SAN FRANCISCO, Calif. -- The Federal Emergency Management Agency (FEMA) today announced that American Samoa will receive $145,000 from the Emergency Food and Shelter Program (EFSP) fund. This money will be distributed to help nonprofit and local government agencies feed the hungry, shelter the homeless and prevent hunger and homelessness during fiscal year 2001 (Oct. 1, 2000 through Sept. 30, 2001). More than $140 million will be distributed via EFSP nationwide.
"The Emergency Food and Shelter Program's supplemental funds continue to assist thousands of people facing non-disaster emergencies," said FEMA Director James Lee Witt. "Over the past 18 years, Congress has appropriated more than $2 billion for this program."
"The Emergency Food and Shelter National Board Program is an outstanding model of public/private partnership and this year's record setting appropriation is attributed to the stewardship by the National Board and the administration by the local agencies," said EFSP National Board Chairperson Kay Goss, who is FEMA's Associate Director for Preparedness, Training and Exercises. "Each year, the National Board develops a formula based on national unemployment and poverty rates to determine funding distribution." The EFSP National Board has representatives from the Salvation Army, American Red Cross, Catholic Charities USA, Council of Jewish Federations, The United Way, and The National Council of Churches.

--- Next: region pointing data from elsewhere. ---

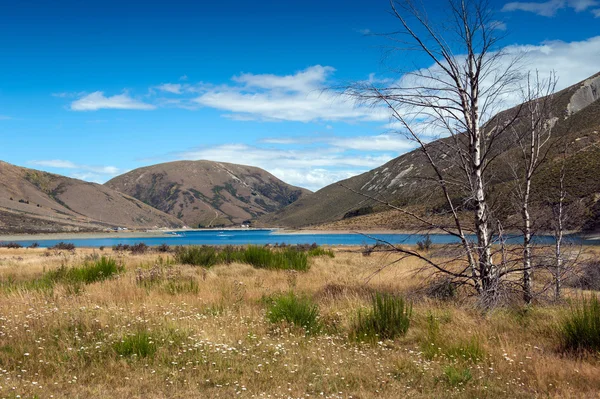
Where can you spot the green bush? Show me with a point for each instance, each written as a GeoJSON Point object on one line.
{"type": "Point", "coordinates": [388, 318]}
{"type": "Point", "coordinates": [204, 255]}
{"type": "Point", "coordinates": [580, 329]}
{"type": "Point", "coordinates": [89, 272]}
{"type": "Point", "coordinates": [456, 377]}
{"type": "Point", "coordinates": [298, 310]}
{"type": "Point", "coordinates": [287, 258]}
{"type": "Point", "coordinates": [140, 344]}
{"type": "Point", "coordinates": [182, 286]}
{"type": "Point", "coordinates": [320, 251]}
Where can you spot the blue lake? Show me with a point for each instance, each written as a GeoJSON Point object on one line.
{"type": "Point", "coordinates": [261, 237]}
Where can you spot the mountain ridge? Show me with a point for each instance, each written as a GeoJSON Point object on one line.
{"type": "Point", "coordinates": [208, 193]}
{"type": "Point", "coordinates": [403, 180]}
{"type": "Point", "coordinates": [34, 201]}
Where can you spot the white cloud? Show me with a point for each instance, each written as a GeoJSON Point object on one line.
{"type": "Point", "coordinates": [174, 88]}
{"type": "Point", "coordinates": [498, 25]}
{"type": "Point", "coordinates": [299, 97]}
{"type": "Point", "coordinates": [549, 8]}
{"type": "Point", "coordinates": [312, 168]}
{"type": "Point", "coordinates": [383, 142]}
{"type": "Point", "coordinates": [82, 169]}
{"type": "Point", "coordinates": [97, 100]}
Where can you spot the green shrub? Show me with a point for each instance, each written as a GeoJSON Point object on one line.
{"type": "Point", "coordinates": [140, 344]}
{"type": "Point", "coordinates": [320, 251]}
{"type": "Point", "coordinates": [456, 377]}
{"type": "Point", "coordinates": [388, 318]}
{"type": "Point", "coordinates": [287, 258]}
{"type": "Point", "coordinates": [298, 310]}
{"type": "Point", "coordinates": [182, 286]}
{"type": "Point", "coordinates": [580, 329]}
{"type": "Point", "coordinates": [204, 256]}
{"type": "Point", "coordinates": [89, 272]}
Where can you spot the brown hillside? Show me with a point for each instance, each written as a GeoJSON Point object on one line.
{"type": "Point", "coordinates": [403, 180]}
{"type": "Point", "coordinates": [34, 201]}
{"type": "Point", "coordinates": [207, 193]}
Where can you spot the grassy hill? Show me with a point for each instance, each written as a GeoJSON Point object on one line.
{"type": "Point", "coordinates": [33, 201]}
{"type": "Point", "coordinates": [206, 193]}
{"type": "Point", "coordinates": [405, 180]}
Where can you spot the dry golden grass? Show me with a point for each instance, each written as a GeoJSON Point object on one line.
{"type": "Point", "coordinates": [210, 338]}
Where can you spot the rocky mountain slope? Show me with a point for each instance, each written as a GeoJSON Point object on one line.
{"type": "Point", "coordinates": [403, 180]}
{"type": "Point", "coordinates": [32, 201]}
{"type": "Point", "coordinates": [207, 193]}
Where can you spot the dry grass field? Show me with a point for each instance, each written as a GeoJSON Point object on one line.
{"type": "Point", "coordinates": [157, 329]}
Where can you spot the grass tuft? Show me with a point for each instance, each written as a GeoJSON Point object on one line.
{"type": "Point", "coordinates": [140, 344]}
{"type": "Point", "coordinates": [298, 310]}
{"type": "Point", "coordinates": [580, 329]}
{"type": "Point", "coordinates": [388, 318]}
{"type": "Point", "coordinates": [89, 272]}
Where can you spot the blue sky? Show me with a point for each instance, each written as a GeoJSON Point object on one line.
{"type": "Point", "coordinates": [96, 88]}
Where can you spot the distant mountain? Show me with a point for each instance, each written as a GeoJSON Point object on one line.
{"type": "Point", "coordinates": [403, 180]}
{"type": "Point", "coordinates": [32, 201]}
{"type": "Point", "coordinates": [207, 193]}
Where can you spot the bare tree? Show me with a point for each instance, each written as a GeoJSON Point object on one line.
{"type": "Point", "coordinates": [533, 138]}
{"type": "Point", "coordinates": [454, 99]}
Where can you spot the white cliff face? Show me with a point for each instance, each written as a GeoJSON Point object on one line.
{"type": "Point", "coordinates": [585, 95]}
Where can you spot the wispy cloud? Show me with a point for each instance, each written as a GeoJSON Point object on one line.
{"type": "Point", "coordinates": [174, 88]}
{"type": "Point", "coordinates": [78, 169]}
{"type": "Point", "coordinates": [310, 162]}
{"type": "Point", "coordinates": [300, 97]}
{"type": "Point", "coordinates": [551, 7]}
{"type": "Point", "coordinates": [97, 100]}
{"type": "Point", "coordinates": [498, 25]}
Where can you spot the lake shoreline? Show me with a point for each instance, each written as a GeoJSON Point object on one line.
{"type": "Point", "coordinates": [169, 233]}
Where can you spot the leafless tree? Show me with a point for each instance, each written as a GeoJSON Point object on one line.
{"type": "Point", "coordinates": [454, 100]}
{"type": "Point", "coordinates": [533, 138]}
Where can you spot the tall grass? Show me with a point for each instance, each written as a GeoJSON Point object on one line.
{"type": "Point", "coordinates": [288, 258]}
{"type": "Point", "coordinates": [140, 344]}
{"type": "Point", "coordinates": [298, 310]}
{"type": "Point", "coordinates": [388, 318]}
{"type": "Point", "coordinates": [89, 272]}
{"type": "Point", "coordinates": [580, 329]}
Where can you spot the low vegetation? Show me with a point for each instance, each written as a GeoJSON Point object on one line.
{"type": "Point", "coordinates": [580, 328]}
{"type": "Point", "coordinates": [261, 257]}
{"type": "Point", "coordinates": [300, 311]}
{"type": "Point", "coordinates": [388, 318]}
{"type": "Point", "coordinates": [86, 323]}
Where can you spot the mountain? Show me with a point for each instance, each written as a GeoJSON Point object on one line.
{"type": "Point", "coordinates": [32, 201]}
{"type": "Point", "coordinates": [404, 180]}
{"type": "Point", "coordinates": [206, 193]}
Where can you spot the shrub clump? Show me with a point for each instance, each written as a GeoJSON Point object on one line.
{"type": "Point", "coordinates": [64, 246]}
{"type": "Point", "coordinates": [89, 272]}
{"type": "Point", "coordinates": [300, 311]}
{"type": "Point", "coordinates": [587, 278]}
{"type": "Point", "coordinates": [388, 318]}
{"type": "Point", "coordinates": [282, 258]}
{"type": "Point", "coordinates": [580, 329]}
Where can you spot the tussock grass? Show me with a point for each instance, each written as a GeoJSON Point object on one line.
{"type": "Point", "coordinates": [300, 311]}
{"type": "Point", "coordinates": [206, 331]}
{"type": "Point", "coordinates": [90, 272]}
{"type": "Point", "coordinates": [140, 344]}
{"type": "Point", "coordinates": [388, 318]}
{"type": "Point", "coordinates": [580, 328]}
{"type": "Point", "coordinates": [287, 258]}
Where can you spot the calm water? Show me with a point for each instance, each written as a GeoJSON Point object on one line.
{"type": "Point", "coordinates": [240, 237]}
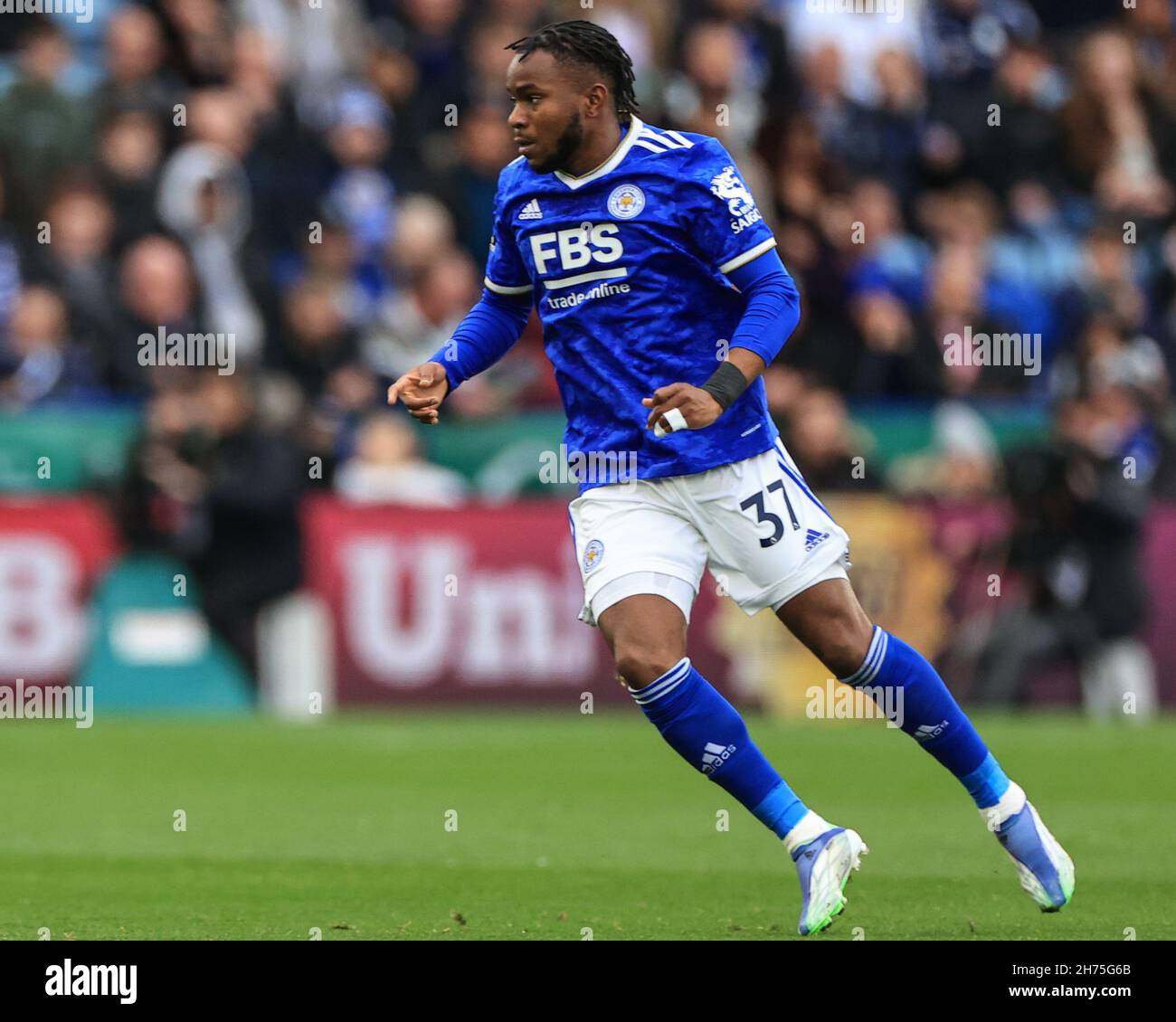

The public/private partnership carries through to the grassroots level as local boards determine how to use EFSP funds in their communities. Each jurisdiction (county/city) receiving EFSP funds establishes a local board whose composition mirrors the National Board. Local boards advertise the availability of funds, establish local priorities, select the nonprofit and government agencies to receive EFSP funding and monitor program compliance.
"We all take great pride in a program that so efficiently distributes federal funds by relying on a continuing partnership between FEMA and dedicated charitable organizations," Witt said. "With a minimum of paperwork and bureaucracy, the Emergency Food and Shelter Program is an example of how the federal government can help communities help themselves."